The Department of Commerce awarded the funding ($150,000), stipulating the program for students at-risk or involved in gangs be run for 10 years.
If the building is to be sold, said Cole, the program must be moved to another facility for the same $150,000.
Cole said the school district would like to see the program run from a building closer to its high school and other programs like the skills center.
"The school district has no desire to see the program go away," said Cole.
He emphasized there has been a collaborative effort between the city and the schools to provide the Bridges program. He said there is a Bridges oversight committee that also must be involved in the discussion, but ultimately can nix it.
"I haven't even had time to brief the Sunnyside School Board on the matter," said Cole.
He questioned how the discussion got on the city council's workshop agenda, stating the deputy police chief said he needed more space and suddenly the discussion was on the agenda.
School Board Director Miguel Puente serves on the Bridges Oversight Committee and said he believes that committee should have the opportunity to discuss the matter before city council makes any decisions to further pursue the purchase of the Bridges building.
Mayor Jim Restucci said the city council needs to further discuss whether or not to direct its own members of the oversight committee to enter into discussions on the matter.
He said the deputy police chief needs to present a plan for use of the facility before council can move forward, directing its oversight committee members further.
Councilwoman Theresa Hancock, concerned regarding how such a purchase might impact the city budget said, "I'd like to see where this fits into our budget...we need to think long and hard before committing any more money."
The city council moved from that discussion to the city's alarm services.
The city of Sunnyside has been providing alarm services for its citizens for approximately 20 years, according to Schenck.
He said there is a concern as to whether or not the city could be sued because it is competing with private enterprise.
Competing with private enterprise, such as unlocking car doors for citizens, resulted in lawsuits in the past, Schenck said.
He said that is why police officers no longer provide that service and he feels the alarm service is akin to that.
Schenck said the police department's receiver for the alarm service is obsolete and a study of its cost-effectiveness led him to conclude it is not.
There are 108 subscribers, of which 81 are paid subscribers, he said.
The city, said Schenck, is providing a basic service to those subscribers and the police department has responded to 971 alarms in 2010-11.
Schenck said 700 of those automatic alarms were generated by the city's service and only one of them was an actual burglary.
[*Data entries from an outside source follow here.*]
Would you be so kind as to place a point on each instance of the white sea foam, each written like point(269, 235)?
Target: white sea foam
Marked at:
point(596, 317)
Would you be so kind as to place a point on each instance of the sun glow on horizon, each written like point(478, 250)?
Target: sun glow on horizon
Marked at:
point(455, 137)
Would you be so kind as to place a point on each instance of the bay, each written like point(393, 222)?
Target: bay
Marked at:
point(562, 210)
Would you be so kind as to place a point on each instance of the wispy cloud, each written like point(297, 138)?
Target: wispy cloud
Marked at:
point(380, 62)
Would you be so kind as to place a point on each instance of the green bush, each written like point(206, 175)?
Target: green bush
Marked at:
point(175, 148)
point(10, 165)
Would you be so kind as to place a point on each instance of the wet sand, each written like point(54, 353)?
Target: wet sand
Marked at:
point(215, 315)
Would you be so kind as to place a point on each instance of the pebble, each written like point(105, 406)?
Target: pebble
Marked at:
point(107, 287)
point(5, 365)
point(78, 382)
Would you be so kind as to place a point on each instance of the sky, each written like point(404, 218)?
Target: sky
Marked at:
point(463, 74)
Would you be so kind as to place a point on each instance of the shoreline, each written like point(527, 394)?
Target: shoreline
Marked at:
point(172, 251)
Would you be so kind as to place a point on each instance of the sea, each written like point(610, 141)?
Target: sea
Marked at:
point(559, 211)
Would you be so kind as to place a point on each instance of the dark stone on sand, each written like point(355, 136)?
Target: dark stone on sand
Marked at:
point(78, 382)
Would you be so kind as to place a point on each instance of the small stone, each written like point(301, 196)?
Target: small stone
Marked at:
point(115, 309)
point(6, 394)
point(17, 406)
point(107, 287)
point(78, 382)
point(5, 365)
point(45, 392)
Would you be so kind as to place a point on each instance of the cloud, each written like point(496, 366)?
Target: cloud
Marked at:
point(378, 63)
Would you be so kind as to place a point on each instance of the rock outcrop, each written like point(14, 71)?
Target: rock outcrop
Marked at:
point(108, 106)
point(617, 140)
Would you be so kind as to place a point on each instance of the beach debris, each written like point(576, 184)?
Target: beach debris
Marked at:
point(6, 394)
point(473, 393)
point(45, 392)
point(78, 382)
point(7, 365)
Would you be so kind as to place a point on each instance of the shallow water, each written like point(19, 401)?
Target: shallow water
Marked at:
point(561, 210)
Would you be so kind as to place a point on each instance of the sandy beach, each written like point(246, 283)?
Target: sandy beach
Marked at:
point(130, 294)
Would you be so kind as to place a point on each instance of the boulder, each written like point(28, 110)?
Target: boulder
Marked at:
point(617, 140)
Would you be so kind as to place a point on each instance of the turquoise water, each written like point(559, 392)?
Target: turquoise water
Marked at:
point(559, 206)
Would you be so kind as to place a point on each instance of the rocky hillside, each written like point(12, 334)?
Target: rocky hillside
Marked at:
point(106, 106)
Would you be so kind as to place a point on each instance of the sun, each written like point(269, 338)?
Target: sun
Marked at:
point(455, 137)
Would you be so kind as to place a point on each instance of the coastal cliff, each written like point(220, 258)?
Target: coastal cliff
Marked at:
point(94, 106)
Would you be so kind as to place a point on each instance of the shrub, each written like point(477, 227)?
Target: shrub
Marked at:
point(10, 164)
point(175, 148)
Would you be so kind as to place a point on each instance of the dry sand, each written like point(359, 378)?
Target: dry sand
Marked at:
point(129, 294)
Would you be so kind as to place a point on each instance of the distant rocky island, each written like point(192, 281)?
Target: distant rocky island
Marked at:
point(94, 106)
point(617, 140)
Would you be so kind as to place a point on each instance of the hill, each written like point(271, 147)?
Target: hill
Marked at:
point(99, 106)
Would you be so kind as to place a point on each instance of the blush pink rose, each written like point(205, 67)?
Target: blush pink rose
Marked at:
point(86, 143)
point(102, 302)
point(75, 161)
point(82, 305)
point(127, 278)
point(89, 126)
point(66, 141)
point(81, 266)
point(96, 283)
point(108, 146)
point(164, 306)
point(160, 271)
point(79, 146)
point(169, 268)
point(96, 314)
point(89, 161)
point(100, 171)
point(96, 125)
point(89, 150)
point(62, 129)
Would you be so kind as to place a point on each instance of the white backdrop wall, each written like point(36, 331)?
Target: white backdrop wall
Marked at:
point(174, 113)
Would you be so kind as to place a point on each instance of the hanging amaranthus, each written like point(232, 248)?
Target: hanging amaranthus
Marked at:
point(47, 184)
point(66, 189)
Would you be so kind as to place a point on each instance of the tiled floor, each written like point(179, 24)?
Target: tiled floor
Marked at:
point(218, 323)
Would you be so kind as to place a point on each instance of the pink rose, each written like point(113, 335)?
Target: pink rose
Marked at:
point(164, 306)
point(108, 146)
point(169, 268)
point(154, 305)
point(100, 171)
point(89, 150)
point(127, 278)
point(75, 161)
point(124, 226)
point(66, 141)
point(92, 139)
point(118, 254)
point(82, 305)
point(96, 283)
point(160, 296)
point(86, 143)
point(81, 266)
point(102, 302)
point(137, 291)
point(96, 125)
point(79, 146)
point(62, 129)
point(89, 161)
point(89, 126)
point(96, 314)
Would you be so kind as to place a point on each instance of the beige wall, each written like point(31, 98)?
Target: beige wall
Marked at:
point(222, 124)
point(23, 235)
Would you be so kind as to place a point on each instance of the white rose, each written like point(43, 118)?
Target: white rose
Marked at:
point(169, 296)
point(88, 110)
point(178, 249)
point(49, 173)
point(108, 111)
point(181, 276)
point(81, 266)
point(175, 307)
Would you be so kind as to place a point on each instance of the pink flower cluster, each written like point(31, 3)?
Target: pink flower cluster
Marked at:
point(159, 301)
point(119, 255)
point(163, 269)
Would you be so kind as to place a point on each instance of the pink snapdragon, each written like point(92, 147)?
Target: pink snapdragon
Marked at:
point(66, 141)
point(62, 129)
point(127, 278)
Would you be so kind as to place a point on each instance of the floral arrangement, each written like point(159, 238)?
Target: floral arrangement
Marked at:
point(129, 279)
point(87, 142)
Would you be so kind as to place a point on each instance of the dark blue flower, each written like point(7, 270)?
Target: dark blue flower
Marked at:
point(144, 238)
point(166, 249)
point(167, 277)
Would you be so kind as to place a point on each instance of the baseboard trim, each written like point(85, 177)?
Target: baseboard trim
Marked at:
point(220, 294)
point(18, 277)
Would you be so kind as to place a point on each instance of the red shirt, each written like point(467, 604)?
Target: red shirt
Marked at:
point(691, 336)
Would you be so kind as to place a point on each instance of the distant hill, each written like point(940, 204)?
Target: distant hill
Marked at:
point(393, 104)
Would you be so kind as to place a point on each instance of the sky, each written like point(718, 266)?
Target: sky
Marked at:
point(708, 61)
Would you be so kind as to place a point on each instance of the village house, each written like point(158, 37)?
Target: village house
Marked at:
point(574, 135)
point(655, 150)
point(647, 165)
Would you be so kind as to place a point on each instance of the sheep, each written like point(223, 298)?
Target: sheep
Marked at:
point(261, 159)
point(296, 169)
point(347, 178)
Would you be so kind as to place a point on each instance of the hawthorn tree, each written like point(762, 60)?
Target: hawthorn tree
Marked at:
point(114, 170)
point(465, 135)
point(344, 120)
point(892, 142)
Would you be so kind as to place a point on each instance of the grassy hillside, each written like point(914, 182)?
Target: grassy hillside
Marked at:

Of the 209 calls from private alarm companies, five were actual burglaries.
He said responding to false alarms is dangerous for the citizens because officers travel at high speeds with lights on when doing so.
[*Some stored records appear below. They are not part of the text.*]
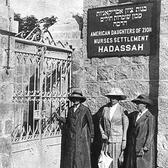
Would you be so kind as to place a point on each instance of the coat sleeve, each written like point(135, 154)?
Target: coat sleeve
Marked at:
point(150, 132)
point(125, 123)
point(100, 123)
point(90, 122)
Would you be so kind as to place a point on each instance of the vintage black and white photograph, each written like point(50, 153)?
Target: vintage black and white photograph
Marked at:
point(84, 83)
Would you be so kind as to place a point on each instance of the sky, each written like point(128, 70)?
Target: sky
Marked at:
point(44, 8)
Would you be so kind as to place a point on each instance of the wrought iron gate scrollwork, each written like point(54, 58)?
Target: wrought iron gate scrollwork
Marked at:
point(41, 86)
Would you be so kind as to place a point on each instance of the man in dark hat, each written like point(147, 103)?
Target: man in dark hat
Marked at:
point(141, 134)
point(79, 133)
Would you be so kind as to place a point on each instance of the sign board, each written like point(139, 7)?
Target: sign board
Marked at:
point(121, 30)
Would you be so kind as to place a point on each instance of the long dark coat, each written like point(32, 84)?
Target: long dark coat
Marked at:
point(115, 129)
point(140, 135)
point(77, 138)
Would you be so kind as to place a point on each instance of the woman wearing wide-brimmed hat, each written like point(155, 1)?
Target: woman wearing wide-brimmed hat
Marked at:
point(113, 126)
point(141, 134)
point(79, 133)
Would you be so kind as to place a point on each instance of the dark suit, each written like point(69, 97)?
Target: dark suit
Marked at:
point(78, 134)
point(140, 136)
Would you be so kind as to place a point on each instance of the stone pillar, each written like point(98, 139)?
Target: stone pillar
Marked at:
point(6, 82)
point(162, 137)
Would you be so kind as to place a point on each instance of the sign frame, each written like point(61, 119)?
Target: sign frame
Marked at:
point(131, 40)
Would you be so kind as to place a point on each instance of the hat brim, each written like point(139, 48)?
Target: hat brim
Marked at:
point(137, 101)
point(120, 97)
point(82, 99)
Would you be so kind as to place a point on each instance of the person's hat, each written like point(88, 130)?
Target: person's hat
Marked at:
point(116, 93)
point(77, 94)
point(144, 99)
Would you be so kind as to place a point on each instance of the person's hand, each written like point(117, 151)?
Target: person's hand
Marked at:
point(140, 153)
point(91, 140)
point(123, 144)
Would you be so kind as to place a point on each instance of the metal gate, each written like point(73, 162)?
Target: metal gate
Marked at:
point(42, 79)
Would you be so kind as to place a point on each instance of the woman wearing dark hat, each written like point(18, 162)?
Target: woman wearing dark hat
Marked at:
point(141, 134)
point(79, 133)
point(113, 126)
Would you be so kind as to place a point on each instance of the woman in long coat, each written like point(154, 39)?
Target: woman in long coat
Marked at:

Schenck also believes the safety of citizens is at risk because officers could be serving them in other ways if they were not responding to what amounts to a false alarm.
"I believe there would be a 90 percent reduction in alarms if we discontinue the service," said Schenck.
After further discussion, the Sunnyside City Council decided to forward the matter to the administrative finance committee for further review and study.
Councilman Mike Farmer said, "It's gonna come down to dollars."
Also, briefly discussed was the need to have a full account of city staff positions and responsibilities.
The council expected to have in hand a list of every staff position.
Councilman Don Vlieger said, "We need to know what positions we have in the city."
He said without the knowledge of what positions are currently in place and filled, it is difficult for the city council to bargain with the employees and unions.
Gervasi brought with him an organizational chart he developed, but it wasn't what council wanted to see.
The council members were also surprised to see a community development department on the chart.
"There is no community development department," said Vlieger, stating council never approved the title of the department.
Instead the department is the building and planning department.
Restucci told Gervasi, "You can have the city planner report to you, but you cannot turn the position of building and planning into its own department (separate of public works)."
They told Gervasi the department operates under public works and the supervisor can report directly to the city manager, if he desires, without being a department director.
The city manager was instructed to bring the names and titles of positions of staff members to a future council meeting for review and discussion.